Celui qui écrivait sur la cime des arbres

Rencontrer et dire

Kanyadi Sandor est ce poète hongrois qui semble avoir réussi à parler aux arbres et aux hommes. Au moment de son anniversaire, de ses quatre-vingts ans, nous avons voulu au travers de textes de Margit Molnar lui rendre hommage.

« Le poème, c’est ce qu’il faut dire » - m’a jeté un écolier comme le ferait le soldat avec la grenade juste tombée à ses pieds. Effrayé, j’ai retourné la question posée par l’instituteur aux enfants. Les rires ont traversé la classe. Lui et moi, nous deux seulement, en sommes restés émus. Lui, ému du soulagement et de la reconnaissance parce que je n’ai pas ri. Moi, de l’illumination de sa réponse qui m’a tout d’un coup rendu évident ce dont je doutais depuis longtemps et ce que je croyais et j’essayais de dire mais sans avoir trouvé les mots justement simples. Le poème, c’est ce qu’il faut dire. Comme si tous les poèmes en exil dans des livres depuis Gutenberg, s’étaient tous échappés, rentrés chez eux sur les scènes, sur les écrans, et marchaient tous sur les bandes sonores et dans les sillons des disques. Comme si Sandor Petöfi s’était assis parmi nous. « Le poème, c’est ce qu’il faut dire. »

Chaque fois où il monte sur scène, Kanyadi n’omet jamais de raconter cette anecdote qui sans aucun doute est devenue l’emblème de son art poétique, son désir et son plaisir d’aller à la rencontre de tous ceux qui comprennent sa langue, sa langue maternelle, le hongrois. Ainsi, l’anecdote nous renseigne sur sa conception du métier de poète, tout aussi bien dans son contenu que dans sa façon de le pratiquer : le poème est un texte dicible faisant partie de l’oralité, donc du lien social. En tant que tel, le poème se transmet directement lors des rencontres qui sont aussi des actes d’ordre social. Tout ceci est à la source de la poésie de Kanyadi, de son langage, de ses thèmes poétiques et de sa façon d’être poète. Plus profondément, sa démarche amène à la langue, plus exactement aux langues, vivantes et parlées, et aussi au lieu, à l’espace qui est celui des rencontres quotidiennes et celles au hasard des voyages.

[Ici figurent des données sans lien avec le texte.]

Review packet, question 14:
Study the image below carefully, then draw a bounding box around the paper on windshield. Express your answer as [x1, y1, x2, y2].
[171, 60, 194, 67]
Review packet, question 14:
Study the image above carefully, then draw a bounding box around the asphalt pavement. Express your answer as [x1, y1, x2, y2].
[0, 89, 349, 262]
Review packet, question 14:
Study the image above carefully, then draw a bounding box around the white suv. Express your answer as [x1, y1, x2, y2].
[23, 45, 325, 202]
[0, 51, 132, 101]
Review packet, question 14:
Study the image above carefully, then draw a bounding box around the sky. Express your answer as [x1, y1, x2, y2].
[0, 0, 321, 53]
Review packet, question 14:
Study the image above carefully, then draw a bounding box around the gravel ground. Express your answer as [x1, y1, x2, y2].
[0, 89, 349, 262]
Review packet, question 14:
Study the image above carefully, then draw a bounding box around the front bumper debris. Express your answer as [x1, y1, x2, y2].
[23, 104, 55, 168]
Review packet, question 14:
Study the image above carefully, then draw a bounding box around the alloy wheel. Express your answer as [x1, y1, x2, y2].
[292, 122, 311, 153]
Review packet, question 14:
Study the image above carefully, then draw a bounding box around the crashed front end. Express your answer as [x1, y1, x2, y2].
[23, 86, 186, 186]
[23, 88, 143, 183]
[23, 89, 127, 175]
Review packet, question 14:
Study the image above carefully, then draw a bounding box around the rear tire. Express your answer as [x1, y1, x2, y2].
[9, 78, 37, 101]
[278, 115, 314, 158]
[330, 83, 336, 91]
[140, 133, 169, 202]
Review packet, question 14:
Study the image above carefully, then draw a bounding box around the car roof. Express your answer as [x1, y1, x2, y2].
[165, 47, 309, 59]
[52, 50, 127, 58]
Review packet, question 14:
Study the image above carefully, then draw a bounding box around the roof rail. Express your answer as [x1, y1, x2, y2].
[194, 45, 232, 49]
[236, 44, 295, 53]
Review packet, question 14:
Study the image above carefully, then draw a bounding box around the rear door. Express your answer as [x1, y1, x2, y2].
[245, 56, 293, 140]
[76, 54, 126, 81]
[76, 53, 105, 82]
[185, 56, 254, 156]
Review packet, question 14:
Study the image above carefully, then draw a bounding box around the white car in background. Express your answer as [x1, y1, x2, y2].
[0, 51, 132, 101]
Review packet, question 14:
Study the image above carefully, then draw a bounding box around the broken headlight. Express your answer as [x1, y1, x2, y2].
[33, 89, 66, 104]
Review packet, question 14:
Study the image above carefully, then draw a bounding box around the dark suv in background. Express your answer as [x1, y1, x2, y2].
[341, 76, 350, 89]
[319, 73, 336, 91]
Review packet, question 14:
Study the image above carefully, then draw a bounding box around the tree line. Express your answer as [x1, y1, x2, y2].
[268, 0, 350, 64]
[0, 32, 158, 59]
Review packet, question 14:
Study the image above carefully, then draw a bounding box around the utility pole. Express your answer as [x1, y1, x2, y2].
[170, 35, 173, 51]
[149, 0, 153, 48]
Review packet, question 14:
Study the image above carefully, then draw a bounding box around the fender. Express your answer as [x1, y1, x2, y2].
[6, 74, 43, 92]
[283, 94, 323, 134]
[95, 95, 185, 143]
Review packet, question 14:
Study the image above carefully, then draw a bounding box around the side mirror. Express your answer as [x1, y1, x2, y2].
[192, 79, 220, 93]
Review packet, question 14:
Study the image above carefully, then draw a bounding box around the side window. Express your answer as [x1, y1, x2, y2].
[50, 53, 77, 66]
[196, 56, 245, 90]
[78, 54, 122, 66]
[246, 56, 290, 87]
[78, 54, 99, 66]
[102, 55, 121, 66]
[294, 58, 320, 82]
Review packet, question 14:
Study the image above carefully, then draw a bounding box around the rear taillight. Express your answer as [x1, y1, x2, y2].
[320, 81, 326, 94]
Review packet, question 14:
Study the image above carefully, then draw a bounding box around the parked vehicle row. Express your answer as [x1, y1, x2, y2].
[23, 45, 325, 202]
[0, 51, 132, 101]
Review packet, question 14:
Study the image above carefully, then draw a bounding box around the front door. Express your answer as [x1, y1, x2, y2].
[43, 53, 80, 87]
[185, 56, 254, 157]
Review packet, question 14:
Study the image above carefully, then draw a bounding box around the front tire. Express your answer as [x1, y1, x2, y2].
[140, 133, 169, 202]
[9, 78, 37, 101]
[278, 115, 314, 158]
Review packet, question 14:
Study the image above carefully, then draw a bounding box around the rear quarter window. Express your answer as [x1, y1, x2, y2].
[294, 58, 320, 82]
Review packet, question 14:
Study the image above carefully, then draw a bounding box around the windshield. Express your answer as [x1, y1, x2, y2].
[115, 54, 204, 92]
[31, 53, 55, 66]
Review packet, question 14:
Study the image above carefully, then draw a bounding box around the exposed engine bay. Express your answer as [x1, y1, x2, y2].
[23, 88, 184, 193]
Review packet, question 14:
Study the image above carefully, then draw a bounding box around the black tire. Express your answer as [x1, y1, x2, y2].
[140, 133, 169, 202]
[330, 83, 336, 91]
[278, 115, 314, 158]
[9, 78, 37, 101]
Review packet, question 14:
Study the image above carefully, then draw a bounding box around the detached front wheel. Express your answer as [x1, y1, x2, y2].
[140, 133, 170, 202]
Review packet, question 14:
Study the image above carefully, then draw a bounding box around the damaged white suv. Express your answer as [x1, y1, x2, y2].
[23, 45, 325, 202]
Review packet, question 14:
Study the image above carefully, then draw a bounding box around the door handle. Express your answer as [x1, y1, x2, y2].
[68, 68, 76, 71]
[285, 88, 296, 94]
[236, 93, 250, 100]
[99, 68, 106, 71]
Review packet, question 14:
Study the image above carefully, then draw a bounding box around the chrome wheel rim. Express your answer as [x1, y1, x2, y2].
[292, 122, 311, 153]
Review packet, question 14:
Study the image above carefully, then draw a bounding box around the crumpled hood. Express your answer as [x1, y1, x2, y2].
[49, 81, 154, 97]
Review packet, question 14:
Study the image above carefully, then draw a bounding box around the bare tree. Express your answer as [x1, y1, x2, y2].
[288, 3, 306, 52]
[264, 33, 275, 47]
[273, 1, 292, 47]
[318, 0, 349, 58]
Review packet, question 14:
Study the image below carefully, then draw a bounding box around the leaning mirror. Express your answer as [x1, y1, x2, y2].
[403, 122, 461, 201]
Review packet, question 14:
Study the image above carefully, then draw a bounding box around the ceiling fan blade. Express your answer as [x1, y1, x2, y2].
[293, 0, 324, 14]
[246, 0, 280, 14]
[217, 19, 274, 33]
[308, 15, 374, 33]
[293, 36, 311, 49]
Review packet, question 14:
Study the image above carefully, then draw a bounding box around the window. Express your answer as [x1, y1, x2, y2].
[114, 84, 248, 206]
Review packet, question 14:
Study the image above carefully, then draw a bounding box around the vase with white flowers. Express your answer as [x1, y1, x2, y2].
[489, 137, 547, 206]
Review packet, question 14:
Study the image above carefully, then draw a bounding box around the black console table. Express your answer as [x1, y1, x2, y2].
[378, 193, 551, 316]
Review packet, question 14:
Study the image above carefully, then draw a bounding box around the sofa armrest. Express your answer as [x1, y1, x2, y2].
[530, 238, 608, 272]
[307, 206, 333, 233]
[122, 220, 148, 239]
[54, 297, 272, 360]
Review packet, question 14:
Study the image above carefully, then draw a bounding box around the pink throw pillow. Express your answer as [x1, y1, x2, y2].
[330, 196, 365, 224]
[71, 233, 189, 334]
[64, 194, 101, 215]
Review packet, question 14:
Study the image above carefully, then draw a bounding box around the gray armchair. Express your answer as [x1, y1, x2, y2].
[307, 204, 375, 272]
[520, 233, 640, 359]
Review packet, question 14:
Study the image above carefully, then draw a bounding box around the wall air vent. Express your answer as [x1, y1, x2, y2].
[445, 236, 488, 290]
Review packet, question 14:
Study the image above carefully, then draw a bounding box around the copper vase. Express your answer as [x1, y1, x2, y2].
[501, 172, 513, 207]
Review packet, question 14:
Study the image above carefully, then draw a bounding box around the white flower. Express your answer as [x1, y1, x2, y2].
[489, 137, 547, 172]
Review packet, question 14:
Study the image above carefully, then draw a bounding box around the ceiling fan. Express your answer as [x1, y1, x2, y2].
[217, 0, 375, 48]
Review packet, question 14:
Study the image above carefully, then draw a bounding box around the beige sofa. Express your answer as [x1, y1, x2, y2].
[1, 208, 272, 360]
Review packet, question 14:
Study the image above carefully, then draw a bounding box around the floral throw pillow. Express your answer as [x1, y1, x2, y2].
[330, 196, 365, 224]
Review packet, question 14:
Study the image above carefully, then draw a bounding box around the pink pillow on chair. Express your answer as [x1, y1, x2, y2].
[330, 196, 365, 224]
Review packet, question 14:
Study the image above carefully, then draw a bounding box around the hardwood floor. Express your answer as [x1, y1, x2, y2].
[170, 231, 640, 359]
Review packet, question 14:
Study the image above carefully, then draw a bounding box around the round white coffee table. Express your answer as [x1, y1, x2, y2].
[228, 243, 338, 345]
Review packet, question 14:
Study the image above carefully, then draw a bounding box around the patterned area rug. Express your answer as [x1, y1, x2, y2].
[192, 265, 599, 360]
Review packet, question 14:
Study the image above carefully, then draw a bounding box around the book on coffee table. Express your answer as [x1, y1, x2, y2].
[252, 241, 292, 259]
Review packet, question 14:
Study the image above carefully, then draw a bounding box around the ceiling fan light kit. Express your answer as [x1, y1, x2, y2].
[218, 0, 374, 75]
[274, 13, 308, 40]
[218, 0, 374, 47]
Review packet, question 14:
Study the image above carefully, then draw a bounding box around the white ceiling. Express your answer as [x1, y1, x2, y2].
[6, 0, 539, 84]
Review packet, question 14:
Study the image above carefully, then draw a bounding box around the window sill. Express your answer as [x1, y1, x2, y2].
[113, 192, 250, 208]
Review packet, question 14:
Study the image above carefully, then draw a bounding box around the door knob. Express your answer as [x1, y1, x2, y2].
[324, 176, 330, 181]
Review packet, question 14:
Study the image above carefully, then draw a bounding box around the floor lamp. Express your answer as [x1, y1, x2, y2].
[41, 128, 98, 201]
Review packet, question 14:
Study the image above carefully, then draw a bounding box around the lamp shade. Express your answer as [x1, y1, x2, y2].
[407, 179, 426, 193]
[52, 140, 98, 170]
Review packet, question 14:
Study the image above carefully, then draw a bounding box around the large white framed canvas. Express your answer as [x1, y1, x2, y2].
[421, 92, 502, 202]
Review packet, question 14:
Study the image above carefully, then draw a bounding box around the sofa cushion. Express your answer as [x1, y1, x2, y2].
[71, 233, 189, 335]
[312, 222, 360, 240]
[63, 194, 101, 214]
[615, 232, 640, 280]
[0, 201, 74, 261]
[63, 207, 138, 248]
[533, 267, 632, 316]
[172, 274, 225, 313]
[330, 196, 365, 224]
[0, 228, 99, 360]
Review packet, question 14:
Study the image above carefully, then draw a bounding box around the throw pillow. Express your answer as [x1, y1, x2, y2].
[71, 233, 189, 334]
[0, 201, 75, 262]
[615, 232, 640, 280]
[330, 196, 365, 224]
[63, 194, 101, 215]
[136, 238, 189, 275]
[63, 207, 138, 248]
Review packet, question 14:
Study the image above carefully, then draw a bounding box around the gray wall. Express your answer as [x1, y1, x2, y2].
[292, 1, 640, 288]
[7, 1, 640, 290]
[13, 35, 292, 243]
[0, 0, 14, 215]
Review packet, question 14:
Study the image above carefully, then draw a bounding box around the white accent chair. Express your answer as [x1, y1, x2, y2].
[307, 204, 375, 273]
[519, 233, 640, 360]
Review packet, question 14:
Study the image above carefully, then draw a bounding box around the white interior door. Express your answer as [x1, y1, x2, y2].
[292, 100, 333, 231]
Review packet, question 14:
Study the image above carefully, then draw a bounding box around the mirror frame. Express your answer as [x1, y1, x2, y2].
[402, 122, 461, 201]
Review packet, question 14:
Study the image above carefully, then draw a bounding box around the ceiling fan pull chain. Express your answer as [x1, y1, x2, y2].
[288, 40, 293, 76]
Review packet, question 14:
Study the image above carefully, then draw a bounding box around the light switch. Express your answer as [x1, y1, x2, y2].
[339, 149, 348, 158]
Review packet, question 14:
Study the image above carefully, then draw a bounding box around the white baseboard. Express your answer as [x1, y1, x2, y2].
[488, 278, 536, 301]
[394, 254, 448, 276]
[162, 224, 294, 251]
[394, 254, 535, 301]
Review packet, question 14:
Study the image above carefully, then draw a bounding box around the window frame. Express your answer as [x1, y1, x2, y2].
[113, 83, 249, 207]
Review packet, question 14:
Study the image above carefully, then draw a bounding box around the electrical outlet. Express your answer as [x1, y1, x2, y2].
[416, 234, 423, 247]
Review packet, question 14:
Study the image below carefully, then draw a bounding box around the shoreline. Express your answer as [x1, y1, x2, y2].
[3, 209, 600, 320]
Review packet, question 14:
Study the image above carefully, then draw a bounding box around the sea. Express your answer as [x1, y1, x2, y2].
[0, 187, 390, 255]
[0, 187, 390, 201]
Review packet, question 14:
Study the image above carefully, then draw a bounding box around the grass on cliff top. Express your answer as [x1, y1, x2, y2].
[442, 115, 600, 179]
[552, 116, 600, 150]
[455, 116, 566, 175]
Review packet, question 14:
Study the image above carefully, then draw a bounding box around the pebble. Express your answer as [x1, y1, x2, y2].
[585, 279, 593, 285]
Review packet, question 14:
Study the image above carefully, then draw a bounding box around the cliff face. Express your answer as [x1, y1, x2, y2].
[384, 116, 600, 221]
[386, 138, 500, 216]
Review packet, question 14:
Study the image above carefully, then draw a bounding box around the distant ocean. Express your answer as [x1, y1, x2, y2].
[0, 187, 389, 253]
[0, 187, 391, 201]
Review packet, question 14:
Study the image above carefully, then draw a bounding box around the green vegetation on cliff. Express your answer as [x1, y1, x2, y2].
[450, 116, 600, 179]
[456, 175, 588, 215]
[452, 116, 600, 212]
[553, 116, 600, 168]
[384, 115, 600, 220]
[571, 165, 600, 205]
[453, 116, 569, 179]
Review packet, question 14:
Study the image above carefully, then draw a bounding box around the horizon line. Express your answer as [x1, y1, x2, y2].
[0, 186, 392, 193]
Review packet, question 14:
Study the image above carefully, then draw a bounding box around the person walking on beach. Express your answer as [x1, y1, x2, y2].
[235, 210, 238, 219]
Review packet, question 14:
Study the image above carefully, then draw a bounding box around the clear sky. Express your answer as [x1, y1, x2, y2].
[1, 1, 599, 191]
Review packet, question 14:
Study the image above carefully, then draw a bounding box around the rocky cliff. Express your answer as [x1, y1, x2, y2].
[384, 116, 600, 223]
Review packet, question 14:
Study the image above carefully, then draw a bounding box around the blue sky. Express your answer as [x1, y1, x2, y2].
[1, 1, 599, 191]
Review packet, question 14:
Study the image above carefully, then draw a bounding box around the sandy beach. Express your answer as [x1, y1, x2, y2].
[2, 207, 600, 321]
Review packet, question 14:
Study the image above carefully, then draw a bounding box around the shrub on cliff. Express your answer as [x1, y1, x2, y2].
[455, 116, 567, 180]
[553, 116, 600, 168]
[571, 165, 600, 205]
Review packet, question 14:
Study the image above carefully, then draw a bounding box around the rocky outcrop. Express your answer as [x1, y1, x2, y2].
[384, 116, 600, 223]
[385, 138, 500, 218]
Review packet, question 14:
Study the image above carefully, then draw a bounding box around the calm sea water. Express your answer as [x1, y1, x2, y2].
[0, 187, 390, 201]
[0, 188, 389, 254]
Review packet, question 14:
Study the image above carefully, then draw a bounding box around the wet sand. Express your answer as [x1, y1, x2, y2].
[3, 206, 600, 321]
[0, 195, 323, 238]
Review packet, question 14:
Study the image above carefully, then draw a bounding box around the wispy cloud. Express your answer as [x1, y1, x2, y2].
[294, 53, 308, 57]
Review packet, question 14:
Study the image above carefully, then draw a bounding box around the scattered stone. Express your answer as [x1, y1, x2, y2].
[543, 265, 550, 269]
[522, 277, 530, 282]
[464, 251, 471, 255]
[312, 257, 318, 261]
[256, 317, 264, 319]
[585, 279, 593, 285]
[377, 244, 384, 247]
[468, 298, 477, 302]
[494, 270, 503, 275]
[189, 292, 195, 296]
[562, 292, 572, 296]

L’an 2008 en Hongrie, a été l’année du dialogue culturel, à cette occasion dans un bref interview, Kanyadi a déclaré : « Vivant en Transylvanie, je suis habitué à « traiter avec mes voisins », c’est ainsi que j’ai traduit des poèmes populaires saxons et juifs et des poètes roumains ». Ceci résume simplement, naturellement, sa conception de son art : rencontrer, dire et écrire. Tout comme on se dit bonjour entre voisin.

Langue et lieu

Rencontrer et dire sont en fait déterminés par un lieu et par une, ou plusieurs langues. Ces facteurs naturels d’une naissance sont des données communes à tous, des évidences. Ils ne gagnent d’importance particulière que dans les cas où ils se confrontent à des différences, d’autres langues, d’autres lieux, par exemple, lors d’un voyage à l’étranger. Là, tout d’un coup, ils se mettent à exister réellement. Leur sens se crée par la différence.

Pour l’enfant Kanyadi, la langue maternelle et le lieu de naissance sont tout aussi imbriqués naturellement, mais leur rôle s’amplifie incroyablement. Pourtant, il ne voyage guère. Sans qu’il bouge, la langue parlée autour de lui et le pays lui-même où il vit changent d’identité parce que les frontières ont été déplacées. Sans ce constat, il n’est pas possible de situer ni l’homme, ni le poète, et donc son œuvre. Son parcours d’artiste se construit sur un sol longtemps mouvant et s’alimente des réalités quotidiennes dont chaque instant lui parle de l’histoire.

Pourtant, ce n’est pas un poète politiquement ou nationalement « engagé », ni « militant » dans le sens où il prendrait position pour ou contre toute idéologie.

Les paramètres du temps et de l’espace de sa naissance génèrent sa fonction de développer un regard attentif. Son écoute est surtout sensible envers tous les éléments formant l’unité paysage-culture-homme. Unité, profonde et féconde.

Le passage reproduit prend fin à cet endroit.